I introduced myself with my name, phone number and stating that I had been to Pamiers to get re-connected but still no internet. The gentleman interrupted "So, why are you calling me today?" After waiting 20 minutes I was a little taken back with his customer service approach, but plodded on. I explained that I 'expected' internet service on Thursday, so was checking to see if something was wrong. (I think 'expect' is a word not to be used in dealing with French services.) He then changed tactics, and asked me if I wanted to receive my bills by the email of my choice. I'll make him happy and say yes, I thought. I made a grave error in attempting to clarify my email address, however, when he suddenly interjected "I do this every day for a living". Desole.....

Before cutting me off, he humored me by checking the account and discovered that the person in Pamiers had connected our internet to a dial-up instead of a broadband account and that is why it wasn't working. "That person didn't know what he was doing, he shouldn't be working there.

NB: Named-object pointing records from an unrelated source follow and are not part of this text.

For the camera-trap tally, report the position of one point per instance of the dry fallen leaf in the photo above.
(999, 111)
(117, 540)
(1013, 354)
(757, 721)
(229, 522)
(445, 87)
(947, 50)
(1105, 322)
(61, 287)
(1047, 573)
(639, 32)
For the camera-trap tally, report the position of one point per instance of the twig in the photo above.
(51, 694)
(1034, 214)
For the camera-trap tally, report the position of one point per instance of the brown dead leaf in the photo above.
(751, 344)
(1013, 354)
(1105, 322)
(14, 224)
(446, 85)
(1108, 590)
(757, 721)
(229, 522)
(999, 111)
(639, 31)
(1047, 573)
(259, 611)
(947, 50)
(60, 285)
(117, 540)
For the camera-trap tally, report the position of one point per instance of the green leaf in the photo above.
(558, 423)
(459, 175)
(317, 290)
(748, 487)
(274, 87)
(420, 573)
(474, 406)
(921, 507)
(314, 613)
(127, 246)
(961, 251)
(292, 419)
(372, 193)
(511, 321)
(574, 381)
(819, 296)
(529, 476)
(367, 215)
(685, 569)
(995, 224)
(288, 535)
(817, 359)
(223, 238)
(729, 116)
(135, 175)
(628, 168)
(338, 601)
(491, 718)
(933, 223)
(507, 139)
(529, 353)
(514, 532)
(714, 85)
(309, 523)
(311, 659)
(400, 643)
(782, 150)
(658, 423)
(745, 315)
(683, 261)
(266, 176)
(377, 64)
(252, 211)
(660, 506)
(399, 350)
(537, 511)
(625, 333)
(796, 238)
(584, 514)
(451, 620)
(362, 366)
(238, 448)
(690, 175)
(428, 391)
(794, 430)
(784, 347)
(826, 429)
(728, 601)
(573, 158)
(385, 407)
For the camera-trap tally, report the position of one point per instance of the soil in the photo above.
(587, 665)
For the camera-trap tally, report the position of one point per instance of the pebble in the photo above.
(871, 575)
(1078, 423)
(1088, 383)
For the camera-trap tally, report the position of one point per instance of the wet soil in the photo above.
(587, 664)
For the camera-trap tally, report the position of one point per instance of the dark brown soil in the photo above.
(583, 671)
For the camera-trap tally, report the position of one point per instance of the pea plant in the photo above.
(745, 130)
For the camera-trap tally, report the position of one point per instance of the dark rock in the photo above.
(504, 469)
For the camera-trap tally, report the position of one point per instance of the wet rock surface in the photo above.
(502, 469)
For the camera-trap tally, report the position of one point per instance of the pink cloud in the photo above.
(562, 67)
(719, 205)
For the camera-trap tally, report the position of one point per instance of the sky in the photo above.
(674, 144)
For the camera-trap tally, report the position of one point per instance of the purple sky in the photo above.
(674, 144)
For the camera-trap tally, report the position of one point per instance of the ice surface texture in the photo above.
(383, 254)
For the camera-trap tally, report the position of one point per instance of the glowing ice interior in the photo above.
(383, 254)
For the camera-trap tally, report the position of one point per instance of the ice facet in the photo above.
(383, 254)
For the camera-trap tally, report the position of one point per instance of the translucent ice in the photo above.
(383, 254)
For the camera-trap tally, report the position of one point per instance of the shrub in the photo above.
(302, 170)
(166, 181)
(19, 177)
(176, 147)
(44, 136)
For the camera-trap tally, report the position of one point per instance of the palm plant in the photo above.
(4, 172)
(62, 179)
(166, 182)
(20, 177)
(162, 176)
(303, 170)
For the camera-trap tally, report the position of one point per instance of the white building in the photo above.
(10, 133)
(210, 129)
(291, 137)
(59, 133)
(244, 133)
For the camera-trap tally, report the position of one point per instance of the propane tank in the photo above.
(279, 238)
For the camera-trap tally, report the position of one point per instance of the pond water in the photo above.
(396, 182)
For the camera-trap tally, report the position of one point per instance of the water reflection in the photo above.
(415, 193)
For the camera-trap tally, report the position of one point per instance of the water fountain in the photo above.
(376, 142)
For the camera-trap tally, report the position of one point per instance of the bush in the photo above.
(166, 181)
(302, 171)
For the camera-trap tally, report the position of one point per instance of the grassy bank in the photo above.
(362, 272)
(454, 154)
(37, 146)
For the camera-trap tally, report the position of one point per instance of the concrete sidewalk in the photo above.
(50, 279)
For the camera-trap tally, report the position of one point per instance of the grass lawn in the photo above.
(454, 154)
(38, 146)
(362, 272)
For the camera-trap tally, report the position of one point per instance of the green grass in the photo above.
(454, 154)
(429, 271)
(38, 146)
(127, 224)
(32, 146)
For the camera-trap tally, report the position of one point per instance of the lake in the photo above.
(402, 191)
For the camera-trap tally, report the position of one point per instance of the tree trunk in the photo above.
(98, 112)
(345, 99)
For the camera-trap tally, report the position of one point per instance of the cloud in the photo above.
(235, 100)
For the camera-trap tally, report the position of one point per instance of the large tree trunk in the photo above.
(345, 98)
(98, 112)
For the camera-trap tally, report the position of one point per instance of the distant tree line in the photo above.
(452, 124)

I have now done it correctly. It will take four days, it always takes four days for it to work...never the same day. Good bye".

Four days would have been Monday or Tuesday, but Saturday morning we had internet. I think that person in Pamiers actually did get it right. And, he was very polite. Once again, we are reminded that if we spoke better French our lives would be much less complicated. The simplest things become obscure when your language skills are fuzzy.


Anonymous said...

What you actually said to the young man in Pamiers was, "Please connect my hot dog."

Anonymous said...

Good to have you guys back in France- it is great reading. Nance- your pics of the misty morning are great!